Portrait of the Artist as a Sex-Crazed Eccentric
Music is a little something like autobiography. No other art form has kept such a stranglehold on the notion of “artist”, or championed that the self is the reservoir of truth. Despite image handlers and publicists, we think we know something about our favorite singers by the songs they sing and the beats they rock, in a way we could never know a Tom Hanks or Nan Goldin working in their respective art forms. And hey, musicians do their part to maintain this ego fetish, time and time again reminding us listeners that they’re “just plain old Mary” or “Jenny from the block”.
This is especially true for a musician like Gary Wilson. Last year, Motel Records, by gumption and good graces, unearthed Wilson’s 1977 gem, You Think You Really Know Me, an intensely disquieting peek into the sexually frustrated mind of a twentysomething (still living in his parents’ basement, I might add). It’s the musical equivalent of listening through a wall to your neighbors getting it on, a delicious mélange of arousal and alarm. It was also an unequivocal example of musical vanguard. John Cage, Barry Manilow, and Brian Wilson probably never thought they had anything in common-and hey, they still probably don’t-but Wilson has found a synergy between them and, god bless him, it works.
After an experience like You Think You Really Know Me, ironically, Wilson’s fans just might think they do-or at least, listeners would have pretty good insight into the self Wilson has relinquished to his art. We know him as a quirk, an enigma, an elusive recluse whose is both tantalizingly overt yet opaquely coded. We know we can’t figure out who (or why) the hell he is, which is 99% of his draw. So, the critical question with Forgotten Lovers is, do we get to know that Gary Wilson—that obscure, unknowable, full of shocks Wilson—any better?

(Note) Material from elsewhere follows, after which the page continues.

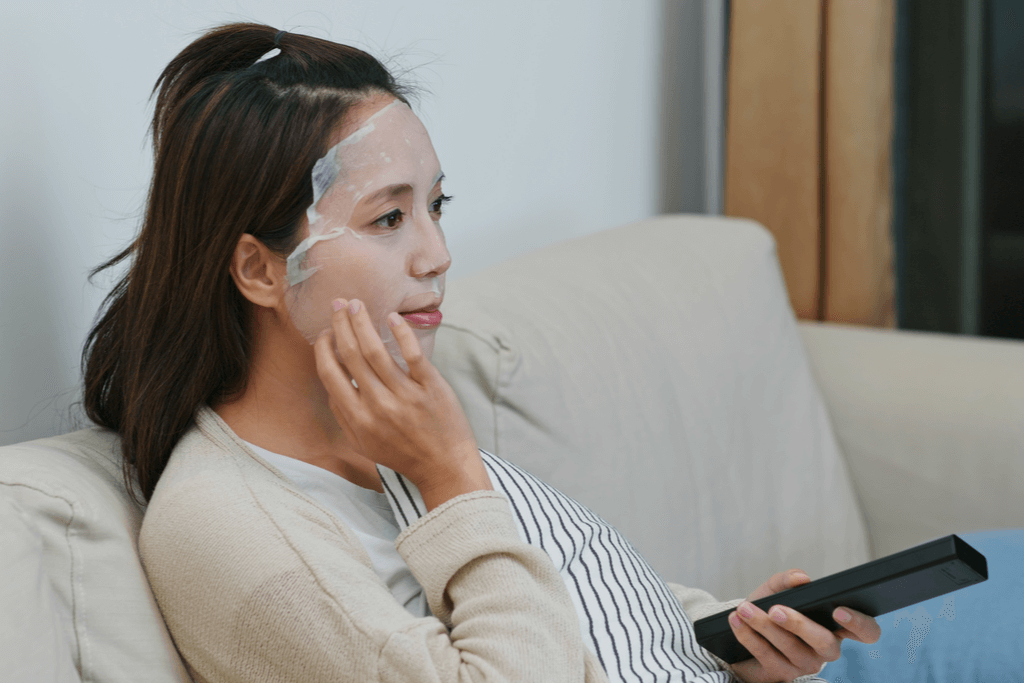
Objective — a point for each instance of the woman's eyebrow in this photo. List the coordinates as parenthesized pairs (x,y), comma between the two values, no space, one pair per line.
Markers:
(394,190)
(389,193)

Well, yes and no. Forgotten Lovers is composed of Wilson’s previously unreleased master tapes of yesteryear—stuff that didn’t make You Think. And for good reason. On the whole, even the catchiest songs off Forgotten pale in comparison to the zing of a nanosecond of You Think. As an album, also, Forgotten lacks a certain dynamism, flow, and internal logic. It sounds like what it is: disconnected songs strung together. Such insight into Wilson’s apparently expert judgment of his own creation is just about the only new wrinkle we get on this go round, however. Song for song, there’s little more to work with here towards crafting our Wilson hero—and mostly tracks which suggest that You Think was all there was to know.
That’s not to say that a number of tracks on this album aren’t a good listen. Indeed, the slick grooves and erotic moves that Wilson does best are plentiful. Instrumentals such as “Soul Travel” and “Softly Flows the Water” are strange, beautiful, often danceable gems. “Chrome Lover”, a bongo-disco-Vegas-synth swing, that breaks partway through for an extended music box solo, Wilson desperately crooning “make out” like he’s never done it before. The music box gives way to bongos, and static, and some other guy singing, and a trippy sax solo, and a bunch of other unidentifiable, but definitely creepy noises. Somewhere, something’s dripping and the phone is off the hook. Is that a vacuum cleaner? Is someone talking into the water?
“Chrome Lover” is followed by the jive-turkey “Sick Trip”—fast-paced, footloose, and fancy free. “I want you to know/ that I’m your skin diver”, Wilson blurts, channeling the souls of Bobby Rydell, Mick Jagger, and James Brown simultaneously. The synth mews a sinewy bop, the bass snappy, the drums simple, cool. When Gary Wilson’s got it, man, he’s got it. But there are enough tracks on this album that, were they contemporary recordings, could be cast off as filler—like the static “Rhythm in Your Eyes” and annoying title-track, “Forgotten Lovers”.
This album should not sour fans on Gary Wilson, not by a long shot. In fact, if anything, it should make his listeners even more anxious for new material, to showcase to us who he is now. And to prove once again that we don’t really know him at all.